Monday, Aug. 02, 1954

Touch of Genius

When the doors of Christie's opened in London one day last week, a full-house crowd was waiting to squeeze into the auction room. Up for sale was a collection of 166 pictures, including Joseph Mallord William Turner's seascape of Helvoetsluys, the Dutch port. For the fourth time in a century, Londoners would get a chance to buy the painting that had become a legendary symbol of the rivalry between England's two greatest painters: Turner and John Constable.

Soon after Turner put what he thought were the finishing strokes to his misty grey seascape in 1832, the painting was hung at the Royal Academy next to John Constable's Opening of Waterloo Bridge. When Turner went to the gallery to varnish his painting for exhibition, he found Constable busily brightening his Waterloo Bridge with vermilion and lake. Silent, the pre-impressionist master watched, comparing Constable's work with his own. Then Turner fetched his palette and gave his Helvoetsluys an extraordinary touch: a round daub of red lead on the cold, grey sea.

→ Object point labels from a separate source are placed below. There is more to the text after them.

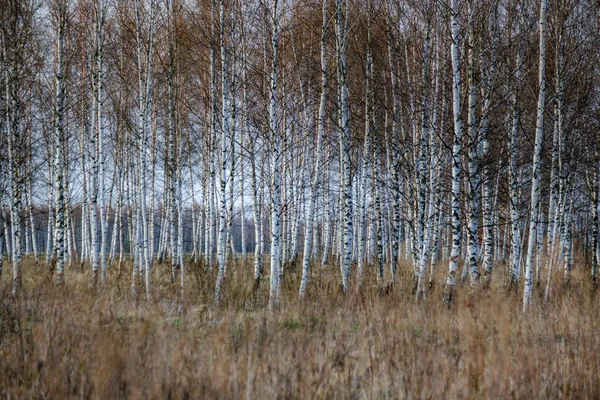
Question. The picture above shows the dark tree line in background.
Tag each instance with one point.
(456, 137)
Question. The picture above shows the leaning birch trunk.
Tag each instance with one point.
(535, 179)
(99, 119)
(488, 220)
(59, 242)
(315, 183)
(456, 153)
(344, 138)
(221, 244)
(595, 202)
(366, 155)
(513, 179)
(425, 204)
(473, 179)
(15, 186)
(274, 291)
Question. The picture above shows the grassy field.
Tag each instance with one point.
(75, 341)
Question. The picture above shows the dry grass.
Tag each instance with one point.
(78, 342)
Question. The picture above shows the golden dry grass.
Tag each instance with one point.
(74, 341)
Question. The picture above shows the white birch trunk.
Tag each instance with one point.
(535, 179)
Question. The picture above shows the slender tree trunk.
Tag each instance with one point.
(456, 153)
(535, 179)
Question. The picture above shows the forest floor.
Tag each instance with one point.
(77, 341)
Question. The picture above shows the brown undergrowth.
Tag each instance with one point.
(77, 341)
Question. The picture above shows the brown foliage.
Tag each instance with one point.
(75, 341)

That spot of brilliance seemed to dim the fresh lake and vermilion on the adjoining Waterloo Bridge. Constable snorted to a friend: "Turner has been here and fired a gun!" Two days later, Turner deftly turned the impromptu daub into a red buoy that can still be seen floating on his grey sea.

When the bidding for Helvoetsluys began last week, rival dealers quickly pushed the price up to 7,000 guineas ($20,580). Then a white-haired old gentleman of determined anonymity took the bidding to 8,000, finally walked away with the prize for 8,800 guineas.